In un ventoso giorno d’autunno nella Standing Rock Indian Reservation in North Dakota, Wehnona Stabler va a casa a bruciare della salvia. Come direttore di un ospedale indiano, Stabler combatte il diabete, la dipendenza da metanfetamine, le malattie veneree e il suicidio degli adolescenti. Spesso, sogna di galleggiare lungo il fiume Missouri fino alla sua casa nella riserva di Omaha, dove è nato uno dei suoi eroi, il dottor Picotte.
Picotte fu il primo medico nativo americano. Da bambina, Picotte vide una donna indiana morire perché il medico bianco non si era mai presentato. Così, Picotte divenne lei stessa un medico, laureandosi prima della classe al Woman’s Medical College della Pennsylvania. Tornò a casa da una tribù devastata dalle malattie e dall’alcol e dedicò il resto della sua vita a curare le ferite del corpo e dello spirito. Un secolo dopo, le donne native di molte tribù seguirono le sue orme.
Nel Sud Dakota, la dottoressa Lucy Reifel attraversa le porte della sua clinica mobile nella riserva Rosebud Sioux. Fa iniezioni, pesa i bambini e parla alle madri delle virtù dell’allattamento al seno. Poi, torna a casa dal suo figlio più grande, un giovane uomo che ha bisogno di cure costanti. Il figlio di Reifel, Casey, è nato con la sindrome alcolica fetale da una madre che aveva bevuto durante la gravidanza. Trent’anni fa, Reifel lo ha adottato.

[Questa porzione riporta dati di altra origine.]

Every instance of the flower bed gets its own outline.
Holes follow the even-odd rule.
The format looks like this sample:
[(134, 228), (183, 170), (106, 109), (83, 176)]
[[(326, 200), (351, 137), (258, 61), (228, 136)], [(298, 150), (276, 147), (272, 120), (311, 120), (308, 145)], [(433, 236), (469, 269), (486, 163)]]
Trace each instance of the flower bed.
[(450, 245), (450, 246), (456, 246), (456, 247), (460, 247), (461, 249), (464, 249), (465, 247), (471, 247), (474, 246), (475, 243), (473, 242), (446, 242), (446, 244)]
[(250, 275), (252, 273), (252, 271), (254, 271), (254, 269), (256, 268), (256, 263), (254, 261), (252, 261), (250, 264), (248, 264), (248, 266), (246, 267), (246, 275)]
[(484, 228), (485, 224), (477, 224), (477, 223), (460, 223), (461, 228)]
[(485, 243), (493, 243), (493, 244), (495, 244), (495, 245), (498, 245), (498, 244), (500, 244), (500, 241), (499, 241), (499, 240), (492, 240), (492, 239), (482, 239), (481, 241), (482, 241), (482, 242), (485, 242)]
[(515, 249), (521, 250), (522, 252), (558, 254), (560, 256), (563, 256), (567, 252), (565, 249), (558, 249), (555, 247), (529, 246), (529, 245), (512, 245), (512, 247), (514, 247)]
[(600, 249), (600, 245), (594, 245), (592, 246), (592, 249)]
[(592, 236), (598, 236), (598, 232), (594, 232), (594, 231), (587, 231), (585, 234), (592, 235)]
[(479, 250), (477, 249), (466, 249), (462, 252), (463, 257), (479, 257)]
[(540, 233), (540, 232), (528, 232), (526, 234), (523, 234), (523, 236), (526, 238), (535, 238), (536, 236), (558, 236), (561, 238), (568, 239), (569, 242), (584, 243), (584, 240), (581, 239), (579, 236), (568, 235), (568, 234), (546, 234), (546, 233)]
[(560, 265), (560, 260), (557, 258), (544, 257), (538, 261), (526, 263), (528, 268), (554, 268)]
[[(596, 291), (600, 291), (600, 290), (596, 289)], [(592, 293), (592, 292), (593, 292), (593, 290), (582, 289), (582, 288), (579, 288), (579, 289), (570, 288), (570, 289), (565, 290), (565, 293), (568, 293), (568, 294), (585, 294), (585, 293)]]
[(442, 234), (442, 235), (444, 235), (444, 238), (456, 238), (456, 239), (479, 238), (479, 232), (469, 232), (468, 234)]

Nel frattempo, a Page, AZ, vicino alla Monument Valley, la dottoressa Lori Arviso Alford si lava le mani in preparazione di un’operazione. Presto attraverserà la doppia porta per operare il suo primo paziente della giornata. Laureata alla prestigiosa Stanford University Medical School, Alvord è il primo membro della tribù Navajo a diventare chirurgo.
Quando un modo di vivere viene distrutto, sono spesso le donne che diventano le guaritrici. Le donne della medicina di oggi lottano, come fece Picotte, per servire il loro popolo, per allevare le loro famiglie e per mantenere la loro identità tribale.